これはヤバいだろう。数秒後には、千切れてて吹っ飛びそうだ。そして俺にぶち当たる。
そうなるとは限らないけど、もしかしたら、そうなるかもしれない訳で、つまりここにいたらマズイってことだ。
踵を返そうとした丁度その時、誰か小さな人影が、悲しみ団地から飛び出してきた。姿はよく見えないが、あのドアをかいくぐって外に飛び出すんだから、命知らずなヤツであることは間違いない。
そいつは、真っ直ぐこっちに走ってきたかったらしいけど、実際には雨風激流にブロックされて、フラフラよろめき歩くのが精一杯。

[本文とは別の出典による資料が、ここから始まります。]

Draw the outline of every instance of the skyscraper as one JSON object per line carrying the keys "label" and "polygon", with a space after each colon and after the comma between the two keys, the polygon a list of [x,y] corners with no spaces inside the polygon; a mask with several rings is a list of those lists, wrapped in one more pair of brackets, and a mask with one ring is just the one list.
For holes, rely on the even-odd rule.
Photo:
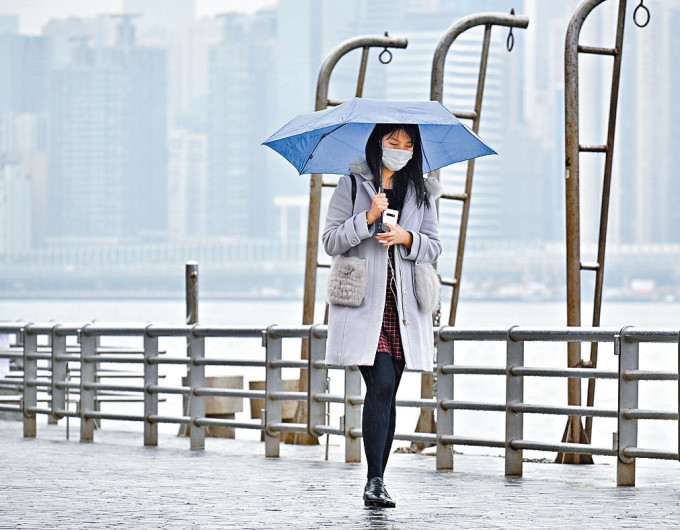
{"label": "skyscraper", "polygon": [[80,41],[54,72],[50,189],[61,240],[166,237],[165,52]]}
{"label": "skyscraper", "polygon": [[260,143],[273,114],[274,11],[223,18],[222,42],[210,51],[208,96],[208,235],[268,233],[275,177]]}

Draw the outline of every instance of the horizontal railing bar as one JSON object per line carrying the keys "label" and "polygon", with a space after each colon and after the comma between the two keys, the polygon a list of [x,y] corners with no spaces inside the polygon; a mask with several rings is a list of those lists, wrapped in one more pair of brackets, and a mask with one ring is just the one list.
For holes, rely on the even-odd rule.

いや、どんな進み方をしようが、どうでもいい。問題はそこじゃない。ここにいたら危ないんだって。こんな時、外に出てくるなんて、とんでもなくバカなヤツだ。俺もか。
団地に連れ戻さないと。
俺は、雨を掻き分けるようにして必死で前進し、何度も押し戻されながらもようやく、そいつと数メートルまで距離を詰める事ができた。
顔が見える。ワイルド・キャット(お転婆猫)だ。先週、十二歳になったばかりのやせっぽちなチビ。

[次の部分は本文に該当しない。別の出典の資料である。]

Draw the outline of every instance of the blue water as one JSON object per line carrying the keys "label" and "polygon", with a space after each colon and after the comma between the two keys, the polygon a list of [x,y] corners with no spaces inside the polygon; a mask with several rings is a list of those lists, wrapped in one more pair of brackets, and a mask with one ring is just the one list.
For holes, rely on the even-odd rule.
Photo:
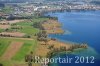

確かに、ヘルズ・スクエアの子供達の中ではヤンチャな方だけど、だからといってこんな狂気のお散歩に出ることはないと、俺は思う。
「ワイルド・キャット、危ない、戻れ!」
「サイクロンなの?手伝って!」
はあ?何を手伝うって?ワケわかんない。でも、悠長に話を聞きだしてる場合でもない。早くこいつをとっ捕まえて、団地に連れ戻さないと。あともうちょっとで手が届くのに。

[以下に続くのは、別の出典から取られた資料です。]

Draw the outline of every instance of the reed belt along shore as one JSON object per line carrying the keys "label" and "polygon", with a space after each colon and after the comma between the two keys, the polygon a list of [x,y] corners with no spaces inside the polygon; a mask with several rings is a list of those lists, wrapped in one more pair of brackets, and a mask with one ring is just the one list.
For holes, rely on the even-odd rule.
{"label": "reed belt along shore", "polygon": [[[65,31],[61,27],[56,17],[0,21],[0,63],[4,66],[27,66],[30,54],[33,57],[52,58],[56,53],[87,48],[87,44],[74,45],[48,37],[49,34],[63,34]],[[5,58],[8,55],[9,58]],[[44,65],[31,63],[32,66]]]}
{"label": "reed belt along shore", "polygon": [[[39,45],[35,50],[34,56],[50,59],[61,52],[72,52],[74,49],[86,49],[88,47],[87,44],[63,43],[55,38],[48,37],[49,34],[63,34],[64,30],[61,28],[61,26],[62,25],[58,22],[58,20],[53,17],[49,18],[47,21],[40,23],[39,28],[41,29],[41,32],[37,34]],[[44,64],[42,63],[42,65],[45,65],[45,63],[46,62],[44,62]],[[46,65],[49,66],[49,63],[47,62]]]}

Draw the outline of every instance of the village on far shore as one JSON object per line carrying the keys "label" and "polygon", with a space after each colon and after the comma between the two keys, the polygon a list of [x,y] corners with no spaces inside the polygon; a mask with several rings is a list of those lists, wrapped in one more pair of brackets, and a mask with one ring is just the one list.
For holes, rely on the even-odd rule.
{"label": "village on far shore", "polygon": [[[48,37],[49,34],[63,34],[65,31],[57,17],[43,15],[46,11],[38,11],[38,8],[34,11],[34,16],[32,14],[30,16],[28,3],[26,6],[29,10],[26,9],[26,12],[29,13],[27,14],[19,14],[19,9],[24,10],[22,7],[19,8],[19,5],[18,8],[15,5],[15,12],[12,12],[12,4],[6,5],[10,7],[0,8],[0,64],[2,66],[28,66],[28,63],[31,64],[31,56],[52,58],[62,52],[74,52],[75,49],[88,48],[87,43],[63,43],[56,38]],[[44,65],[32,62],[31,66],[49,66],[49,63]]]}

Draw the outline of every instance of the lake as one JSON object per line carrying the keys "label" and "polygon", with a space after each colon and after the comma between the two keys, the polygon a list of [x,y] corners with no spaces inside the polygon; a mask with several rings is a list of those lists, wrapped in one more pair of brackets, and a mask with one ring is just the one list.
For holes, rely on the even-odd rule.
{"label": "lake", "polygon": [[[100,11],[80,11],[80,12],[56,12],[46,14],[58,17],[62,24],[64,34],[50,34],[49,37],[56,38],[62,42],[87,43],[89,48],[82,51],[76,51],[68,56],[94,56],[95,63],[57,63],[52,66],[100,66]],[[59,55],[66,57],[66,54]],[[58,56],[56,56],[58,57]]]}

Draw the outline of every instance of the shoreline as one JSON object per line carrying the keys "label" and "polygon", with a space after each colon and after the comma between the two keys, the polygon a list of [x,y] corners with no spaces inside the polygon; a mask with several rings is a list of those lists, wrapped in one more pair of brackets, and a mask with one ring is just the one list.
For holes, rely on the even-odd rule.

ありとあらゆる法則を無視して、好き放題に暴れ回る雨風は、俺とワイルド・キャットを小突き回す。手を伸ばしても互いの体は指先をかすめてすりぬけ、捕まえられない。
これほど危険が迫っていなけりゃあ、面白い眺めだったのかもな。
でも、今は笑うどころじゃない。
なぜなら、今しも暗やみ団地の玄関ドアが、千切れて吹っ飛びそうだから。そのすぐ前にワイルド・キャットがいるから。当たれば死ぬからだ。
冗談じゃない。そんな事させるか。死なせないぜ、絶対。
思い一つで事が為されるなら、俺は水の上だって歩けたろうよ。気持ちは焦れど、体が進まない。風の抵抗が強すぎる。